Para Tersangka Punya Peran Berbeda

Polisi merinci identitas dan peran 13 tersangka. Beberapa di antaranya:

  • Maryani (33), Yenti (37), Yenni (42): sebagai penampung bayi.
  • Djap Fie Khim (52), Anyet (26), Fie Sian (46), Devi Wulandara (26), Anisah (31): bertugas mengantar bayi ke Singapura dan menjadi pengasuh.
  • A Kiau (58): mengantar bayi dari Jakarta ke Kalimantan dan Singapura.
  • Astri Fitrinika (26): merekrut bayi, termasuk 25 bayi sejak 2023.
  • Djaka Hamdani Hutabarat (35), Elin Marlina (38), Yuyun Yuningsih (46): bertindak sebagai perekrut bayi.

Mereka berasal dari wilayah Kabupaten Bandung, Jakarta, dan Pontianak, Kalimantan Barat.


Bayi Dibeli Sejak dalam Kandungan

Kabid Humas Polda Jabar, Kombes Pol Hendra Rochmawan, menjelaskan bahwa pelaku membeli bayi sejak masih dalam kandungan. Bayi kemudian diserahkan kepada penampung dengan harga Rp10 juta hingga Rp16 juta.

Penampung seperti M dan YT merawat bayi menggunakan jasa pengasuh. Pengasuh menerima bayaran Rp2,5 juta dan biaya keperluan bayi sebesar Rp1 juta per anak.

Saat bayi berusia 2–3 bulan, atau sesuai perintah, mereka dipindahkan ke Jakarta oleh tersangka YN. Selanjutnya, bayi dikirim ke Pontianak untuk diproses dokumen identitasnya.
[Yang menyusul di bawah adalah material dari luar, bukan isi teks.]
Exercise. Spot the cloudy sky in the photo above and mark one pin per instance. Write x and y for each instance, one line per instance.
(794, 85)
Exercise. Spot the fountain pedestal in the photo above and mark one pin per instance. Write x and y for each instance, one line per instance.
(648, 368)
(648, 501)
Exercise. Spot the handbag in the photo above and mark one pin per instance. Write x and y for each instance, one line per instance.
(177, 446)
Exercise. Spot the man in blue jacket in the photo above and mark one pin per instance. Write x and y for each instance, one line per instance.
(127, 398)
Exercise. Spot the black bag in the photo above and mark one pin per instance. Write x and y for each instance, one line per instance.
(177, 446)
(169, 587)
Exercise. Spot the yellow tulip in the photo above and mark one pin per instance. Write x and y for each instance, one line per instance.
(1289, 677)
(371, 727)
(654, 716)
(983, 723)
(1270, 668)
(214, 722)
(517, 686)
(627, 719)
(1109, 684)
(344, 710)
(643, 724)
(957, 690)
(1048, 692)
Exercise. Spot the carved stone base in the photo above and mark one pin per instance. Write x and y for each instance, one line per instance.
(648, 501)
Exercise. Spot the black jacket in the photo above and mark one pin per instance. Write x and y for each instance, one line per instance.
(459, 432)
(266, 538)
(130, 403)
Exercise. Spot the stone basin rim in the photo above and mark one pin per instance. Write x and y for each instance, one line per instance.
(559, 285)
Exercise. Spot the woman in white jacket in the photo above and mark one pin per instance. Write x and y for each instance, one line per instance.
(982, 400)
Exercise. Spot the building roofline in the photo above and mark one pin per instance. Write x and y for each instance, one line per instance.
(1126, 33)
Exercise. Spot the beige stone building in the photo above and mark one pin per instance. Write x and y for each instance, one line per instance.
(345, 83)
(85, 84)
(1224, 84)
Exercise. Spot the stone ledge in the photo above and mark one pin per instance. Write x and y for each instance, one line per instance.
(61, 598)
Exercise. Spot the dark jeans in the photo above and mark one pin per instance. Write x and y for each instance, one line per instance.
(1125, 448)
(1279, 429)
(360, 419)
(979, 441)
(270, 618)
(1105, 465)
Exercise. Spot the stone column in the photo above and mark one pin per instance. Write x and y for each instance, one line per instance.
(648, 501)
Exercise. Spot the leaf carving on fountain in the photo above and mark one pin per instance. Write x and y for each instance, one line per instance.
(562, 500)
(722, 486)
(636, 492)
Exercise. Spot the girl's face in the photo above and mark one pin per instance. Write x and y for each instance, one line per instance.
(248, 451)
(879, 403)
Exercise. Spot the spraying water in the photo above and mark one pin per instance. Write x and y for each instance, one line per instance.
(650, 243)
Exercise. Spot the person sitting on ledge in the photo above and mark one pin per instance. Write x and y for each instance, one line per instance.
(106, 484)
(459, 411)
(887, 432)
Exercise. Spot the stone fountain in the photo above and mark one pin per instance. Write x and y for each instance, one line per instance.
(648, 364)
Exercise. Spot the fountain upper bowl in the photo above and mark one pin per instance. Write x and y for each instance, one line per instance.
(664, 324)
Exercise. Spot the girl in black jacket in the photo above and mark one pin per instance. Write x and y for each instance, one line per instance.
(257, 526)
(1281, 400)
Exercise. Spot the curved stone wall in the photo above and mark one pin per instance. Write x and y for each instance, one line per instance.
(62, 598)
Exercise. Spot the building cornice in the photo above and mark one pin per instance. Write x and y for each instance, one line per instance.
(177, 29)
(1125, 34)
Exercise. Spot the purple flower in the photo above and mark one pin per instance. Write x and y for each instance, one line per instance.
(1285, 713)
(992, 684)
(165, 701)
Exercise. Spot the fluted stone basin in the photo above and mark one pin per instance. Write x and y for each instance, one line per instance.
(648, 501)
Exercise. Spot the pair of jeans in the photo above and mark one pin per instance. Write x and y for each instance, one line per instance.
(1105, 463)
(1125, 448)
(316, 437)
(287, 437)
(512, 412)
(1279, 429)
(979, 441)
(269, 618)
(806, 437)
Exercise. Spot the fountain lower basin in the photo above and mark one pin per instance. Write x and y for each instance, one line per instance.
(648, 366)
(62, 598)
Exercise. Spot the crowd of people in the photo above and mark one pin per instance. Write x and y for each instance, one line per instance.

Pemalsuan Dokumen untuk Proses Adopsi Ilegal

Di Pontianak, tersangka AHA membuat dokumen palsu seperti akta kenal lahir dan paspor. Ia juga mencarikan orang tua palsu yang bersedia memasukkan nama bayi ke dalam Kartu Keluarga (KK).

Setiap proses pemalsuan ini diberi imbalan Rp5 juta hingga Rp6 juta per bayi. Selama di Pontianak, beberapa pengasuh merawat bayi di bawah kendali AHA dengan bayaran Rp2,5 juta per anak.

Setelah seluruh dokumen lengkap, bayi dibawa ke Singapura. Total 15 bayi telah dijual ke sana, berusia antara 5 hingga 14 bulan.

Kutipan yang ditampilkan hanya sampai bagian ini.